Thanks for your help.

jchodera commented 9 years ago

This error looks like it can't get to the RCSB or UniProt via HTTP.

Do you guys have some sort of proxy you need to use to access standard websites like the RCSB or UniProt?

Have you tried this from, say, the MSKCC hal cluster?

mihirdate commented 9 years ago

Thanks John and Danny, You are right. I tried it on MSKCC hal cluster and it produced output. It eve generated model but I guess failed at the end in running short MD on GPU. Can I attach output in the form of a txt file on this issue tracker? I will check with my sys-admin and make sure about firewall stuff on our end.

jchodera commented 9 years ago

Go ahead and email me the output, unless you can excerpt the relevant bit of it here using GitHub Markdown.

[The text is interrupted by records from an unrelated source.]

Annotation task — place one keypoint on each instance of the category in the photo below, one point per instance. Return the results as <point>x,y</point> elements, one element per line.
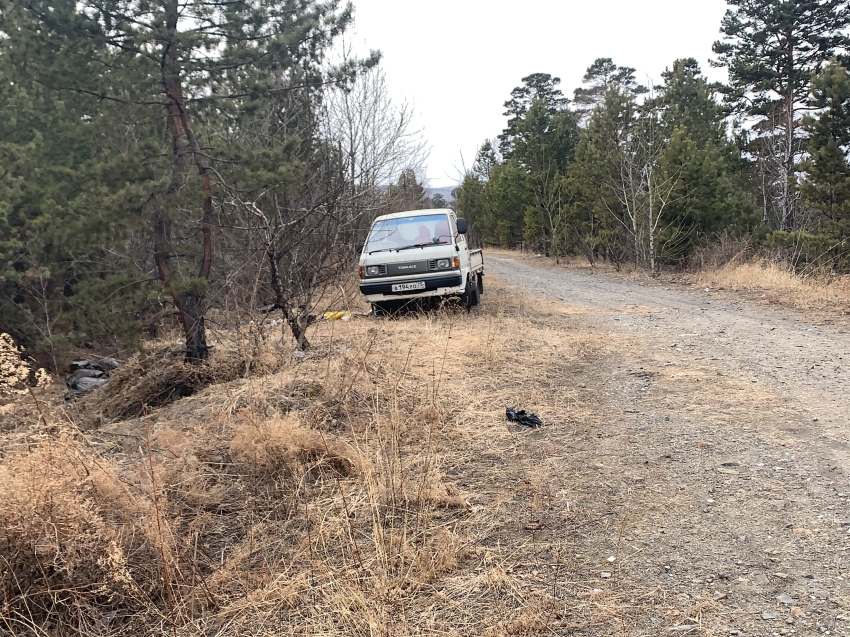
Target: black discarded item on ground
<point>523,417</point>
<point>87,375</point>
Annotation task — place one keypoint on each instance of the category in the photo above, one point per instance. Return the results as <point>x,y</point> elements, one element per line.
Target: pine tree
<point>537,86</point>
<point>772,50</point>
<point>826,188</point>
<point>157,54</point>
<point>599,78</point>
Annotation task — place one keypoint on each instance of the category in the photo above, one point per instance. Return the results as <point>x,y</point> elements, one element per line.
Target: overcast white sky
<point>457,60</point>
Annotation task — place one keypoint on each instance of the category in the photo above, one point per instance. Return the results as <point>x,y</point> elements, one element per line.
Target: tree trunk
<point>189,304</point>
<point>192,312</point>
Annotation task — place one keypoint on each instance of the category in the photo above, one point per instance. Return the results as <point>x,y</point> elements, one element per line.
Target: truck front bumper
<point>446,285</point>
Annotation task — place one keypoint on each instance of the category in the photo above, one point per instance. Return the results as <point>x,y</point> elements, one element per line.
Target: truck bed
<point>476,260</point>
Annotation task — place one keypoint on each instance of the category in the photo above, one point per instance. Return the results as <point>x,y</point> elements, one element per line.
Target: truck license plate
<point>408,287</point>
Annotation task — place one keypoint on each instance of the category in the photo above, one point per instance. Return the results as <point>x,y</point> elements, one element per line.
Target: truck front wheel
<point>382,309</point>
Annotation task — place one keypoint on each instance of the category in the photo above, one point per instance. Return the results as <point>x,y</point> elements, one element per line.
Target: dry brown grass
<point>370,488</point>
<point>780,285</point>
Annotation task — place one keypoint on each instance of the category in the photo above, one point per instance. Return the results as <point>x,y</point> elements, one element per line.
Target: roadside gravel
<point>727,431</point>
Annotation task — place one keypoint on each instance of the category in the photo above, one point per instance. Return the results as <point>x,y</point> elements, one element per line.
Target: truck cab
<point>419,254</point>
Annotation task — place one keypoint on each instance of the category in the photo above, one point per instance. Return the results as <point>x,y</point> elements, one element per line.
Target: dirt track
<point>730,421</point>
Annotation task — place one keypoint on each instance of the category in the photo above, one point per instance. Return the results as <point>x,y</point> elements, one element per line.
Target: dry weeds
<point>372,487</point>
<point>780,285</point>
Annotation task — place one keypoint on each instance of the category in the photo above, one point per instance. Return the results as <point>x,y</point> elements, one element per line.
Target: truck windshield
<point>392,234</point>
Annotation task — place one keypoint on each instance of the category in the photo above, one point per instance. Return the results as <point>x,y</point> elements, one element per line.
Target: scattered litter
<point>87,375</point>
<point>523,417</point>
<point>337,316</point>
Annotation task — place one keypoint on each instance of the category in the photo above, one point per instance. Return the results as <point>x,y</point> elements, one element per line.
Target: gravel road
<point>730,420</point>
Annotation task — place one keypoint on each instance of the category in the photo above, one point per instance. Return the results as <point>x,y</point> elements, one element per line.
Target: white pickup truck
<point>419,254</point>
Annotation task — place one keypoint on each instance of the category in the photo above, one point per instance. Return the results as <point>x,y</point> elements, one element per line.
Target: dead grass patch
<point>779,284</point>
<point>371,487</point>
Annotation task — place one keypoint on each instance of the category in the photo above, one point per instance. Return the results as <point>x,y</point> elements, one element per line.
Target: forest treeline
<point>653,175</point>
<point>162,159</point>
<point>183,161</point>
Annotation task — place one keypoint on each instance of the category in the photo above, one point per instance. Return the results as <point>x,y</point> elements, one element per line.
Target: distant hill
<point>446,191</point>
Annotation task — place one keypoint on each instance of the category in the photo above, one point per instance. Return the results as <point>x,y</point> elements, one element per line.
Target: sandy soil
<point>726,441</point>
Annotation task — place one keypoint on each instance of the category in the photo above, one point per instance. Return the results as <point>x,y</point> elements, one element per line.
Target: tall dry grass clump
<point>779,283</point>
<point>330,495</point>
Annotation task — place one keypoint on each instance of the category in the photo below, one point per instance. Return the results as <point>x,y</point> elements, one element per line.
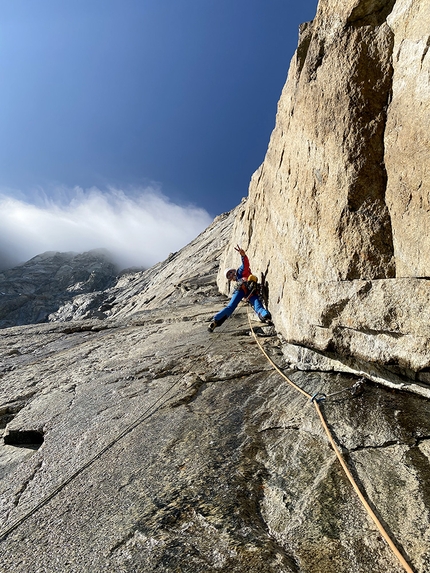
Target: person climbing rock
<point>246,288</point>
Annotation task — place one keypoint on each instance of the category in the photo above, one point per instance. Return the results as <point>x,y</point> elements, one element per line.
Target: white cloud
<point>138,228</point>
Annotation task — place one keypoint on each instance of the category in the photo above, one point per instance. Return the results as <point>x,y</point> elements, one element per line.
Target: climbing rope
<point>144,416</point>
<point>316,399</point>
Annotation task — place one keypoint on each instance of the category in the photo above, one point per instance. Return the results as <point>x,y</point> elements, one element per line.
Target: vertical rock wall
<point>338,211</point>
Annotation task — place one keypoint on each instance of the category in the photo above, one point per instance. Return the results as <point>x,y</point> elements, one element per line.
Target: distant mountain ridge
<point>31,291</point>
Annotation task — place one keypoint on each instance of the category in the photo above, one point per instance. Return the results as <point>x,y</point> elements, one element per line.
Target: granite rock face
<point>338,212</point>
<point>143,443</point>
<point>30,292</point>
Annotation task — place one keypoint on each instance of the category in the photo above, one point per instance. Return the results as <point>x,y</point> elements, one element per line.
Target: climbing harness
<point>144,416</point>
<point>316,399</point>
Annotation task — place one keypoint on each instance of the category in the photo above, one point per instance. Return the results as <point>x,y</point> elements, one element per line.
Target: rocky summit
<point>134,440</point>
<point>30,292</point>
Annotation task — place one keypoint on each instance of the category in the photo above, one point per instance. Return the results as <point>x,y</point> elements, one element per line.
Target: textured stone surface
<point>189,453</point>
<point>30,292</point>
<point>338,212</point>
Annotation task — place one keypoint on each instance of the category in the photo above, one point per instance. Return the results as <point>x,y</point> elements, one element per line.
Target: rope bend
<point>316,402</point>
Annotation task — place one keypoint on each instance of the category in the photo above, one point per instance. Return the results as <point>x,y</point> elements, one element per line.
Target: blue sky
<point>172,99</point>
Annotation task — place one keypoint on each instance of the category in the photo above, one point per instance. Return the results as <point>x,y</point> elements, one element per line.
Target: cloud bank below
<point>139,228</point>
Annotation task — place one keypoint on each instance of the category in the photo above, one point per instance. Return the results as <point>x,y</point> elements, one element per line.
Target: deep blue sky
<point>127,92</point>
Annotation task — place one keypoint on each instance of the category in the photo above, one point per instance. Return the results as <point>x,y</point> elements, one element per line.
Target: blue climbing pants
<point>235,300</point>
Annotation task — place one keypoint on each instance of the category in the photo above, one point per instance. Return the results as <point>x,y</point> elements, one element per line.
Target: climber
<point>246,288</point>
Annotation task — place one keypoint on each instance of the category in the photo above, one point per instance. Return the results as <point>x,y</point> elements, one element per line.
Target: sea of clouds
<point>139,227</point>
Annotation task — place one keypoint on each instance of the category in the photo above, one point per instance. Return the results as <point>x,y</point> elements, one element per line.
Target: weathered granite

Were you sure to run this through an interactive session

qsub -I -l walltime=04:00:00,nodes=1:ppn=1:gpus=1:shared -l mem=4G -q active

or the batch queue? Compute-intensive tasks should not be run on the head node, and it doesn't have any GPUs.

mihirdate commented 9 years ago

We did proxy settings on our GPU (GTX780) workstation machine and ensembler example successfully completed within 15-20 min. So we have ensembler working.

I tried submitting jobs on MSKCC hal cluster with

qsub submit-GPU.sh -I -l walltime=04:00:00,nodes=1:ppn=1:gpus=1:shared -l mem=4G -q active

The job remained on running mode for 4 hrs and then at the end did not produce any output. I think it only locked a GPU and did not actually run.

On the side note, using ensembler if I want to only model missing parts of the protein crystal structure I have, what are my options?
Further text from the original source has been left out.